The Database that I use to build QSAR model contains 40 compounds with a common basic core, could I use others compounds with the same biological activity of my database but with other basic core.
In this case, you can use 2D-QSAR but your created model may has more variables and lower R2. Using databases with different core is a problem for 3D-QSAR models because it leades to poor alignment but in 2D-QSAR there is no alignment so there is no problem.
It is better to use experimental biological activities obtained from a single lab. Using compounds with different cores can enhance your qsar calculation, but they should be reported from one group.
The way the IC50 are experimentally determined in these databases (/publications) vary quite substantially.
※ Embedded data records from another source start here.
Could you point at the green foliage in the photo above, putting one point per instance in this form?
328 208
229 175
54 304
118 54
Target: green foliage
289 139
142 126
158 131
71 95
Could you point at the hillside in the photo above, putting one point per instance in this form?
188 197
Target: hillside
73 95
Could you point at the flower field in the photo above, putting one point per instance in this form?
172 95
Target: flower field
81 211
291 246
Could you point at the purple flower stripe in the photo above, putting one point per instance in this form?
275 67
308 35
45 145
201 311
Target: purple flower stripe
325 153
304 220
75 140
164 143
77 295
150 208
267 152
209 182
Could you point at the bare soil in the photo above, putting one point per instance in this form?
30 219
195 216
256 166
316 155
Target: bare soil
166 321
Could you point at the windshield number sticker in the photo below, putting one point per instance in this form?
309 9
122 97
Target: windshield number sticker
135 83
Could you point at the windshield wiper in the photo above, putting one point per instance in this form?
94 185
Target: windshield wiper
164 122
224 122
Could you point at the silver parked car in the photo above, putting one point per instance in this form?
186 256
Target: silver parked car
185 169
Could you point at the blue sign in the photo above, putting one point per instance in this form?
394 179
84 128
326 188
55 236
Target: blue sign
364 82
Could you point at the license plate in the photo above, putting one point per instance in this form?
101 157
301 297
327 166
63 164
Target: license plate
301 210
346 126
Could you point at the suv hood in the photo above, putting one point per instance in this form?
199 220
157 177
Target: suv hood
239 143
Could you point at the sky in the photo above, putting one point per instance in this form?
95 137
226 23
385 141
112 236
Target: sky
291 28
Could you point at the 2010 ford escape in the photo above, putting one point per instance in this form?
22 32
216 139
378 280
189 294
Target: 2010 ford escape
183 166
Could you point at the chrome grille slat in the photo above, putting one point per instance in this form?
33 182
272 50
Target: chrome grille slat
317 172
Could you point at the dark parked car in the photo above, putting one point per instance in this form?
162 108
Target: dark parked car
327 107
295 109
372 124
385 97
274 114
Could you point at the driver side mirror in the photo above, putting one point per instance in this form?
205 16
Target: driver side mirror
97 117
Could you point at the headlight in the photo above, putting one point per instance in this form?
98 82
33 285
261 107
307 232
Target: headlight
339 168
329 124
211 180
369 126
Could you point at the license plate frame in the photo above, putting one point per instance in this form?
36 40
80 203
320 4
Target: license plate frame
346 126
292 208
Some were determined using commercial kits, some were determined using proteins expressed in-house, and some were determined by CRO using “know-how” procedures.
It is unlikely that these IC50s can be readily compared and used in QSAR equations without a “calibration”. In our experience, the literature IC50 values for the same compounds can vary 1000s of folds.
Therefore, you must check the databases (experimental protocol of biological activity determination) and carefully perform data curation, if you want to use different databases.
If the two cores are sterically very similar so that the substituents off the core are likely to sit in the same place in the active site, then you can create a 2D QSAR using both sets of data (preferably, as stated previously, if the data for both sets was created in the same lab). If using standard linear regression techniques you can do this by including an indicator variable that takes the value 1 for one core and 0 for the second core. The coefficient on the indicator variable, in the final model, gives you the difference in activities, on average, between the two cores.
If the cores are so different that the two series are unlikely to have similar binding modes then it is unlikely that this approach will work.
Ensure that the compounds of the different databases were tested using the same experimental protocol. Also check if the duplicates have concordant data.
This rule of using only data from the same article/database is old-fashioned!
You should check the experimental protocol if they are similar and the cut-off value is the same you can use compounds from different sources to build your QSAR data. Indeed you should used more compound with the same activity because a serie of 40 congeneric compounds is very limited.